From the aforementioned simulation studies we propose relevant inferences regarding the grid cell coding. In all the boundary manipulation cases, we could see notable changes in the grid cell code which in turn was reflected in its firing fields and the corresponding HGS score. This means that grid cell activity may be coding not only for the distance metric but also for global information regarding the environmental geometry.

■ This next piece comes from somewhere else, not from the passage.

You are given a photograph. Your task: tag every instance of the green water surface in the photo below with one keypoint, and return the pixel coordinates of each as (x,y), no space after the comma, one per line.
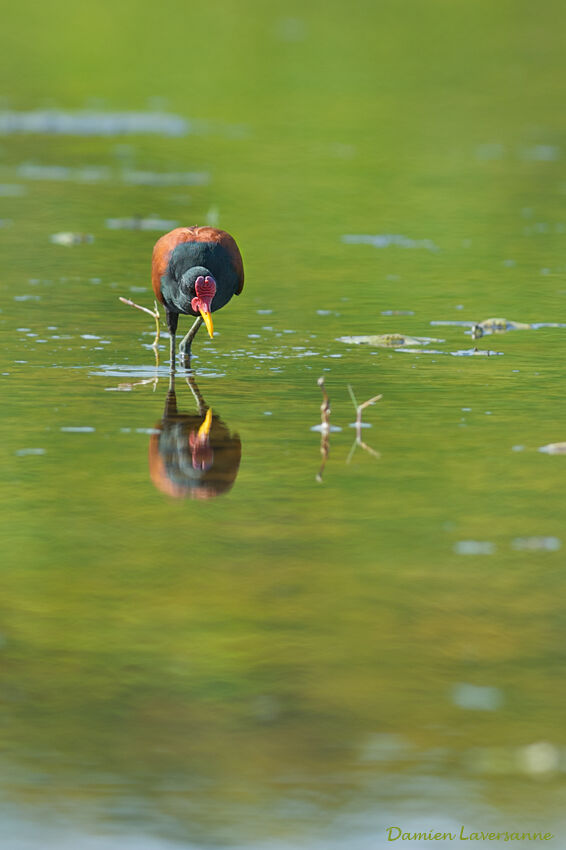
(296,662)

If this is the case, then given the grid field activity, it should be possible to classify the environment in which the animal navigates and we consider this as the future work. In addition, we might also include the responses of all the LAHN neurons rather than considering only the grid cells for this study. If the LAHN activity as a whole gives a better classification of the environment, then it may point to the possibility that the animal may be relying upon the MEC activity as a whole (which is LAHN in the model) to comprehend its space, with the grid cells telling only part of the story. There is also a need to develop a strong mathematical framework that explains the relationship between the observed spatial coding and the geometry of the environment. One possible source of such a theory is the theory of contour integration from complex analysis, which allows us to specify the values of an analytic function at points inside a contour, based on the values of the function on the contour(Brown 2009). The validity of this insight needs to be ascertained by developing a suitable theory. We would also like to analyze the activity of other LAHN spatial cells with respect to change in the environmental geometry as the future work. Hence the proposed modeling study gives a new dimension to the grid cell coding with a good number of testable predictions.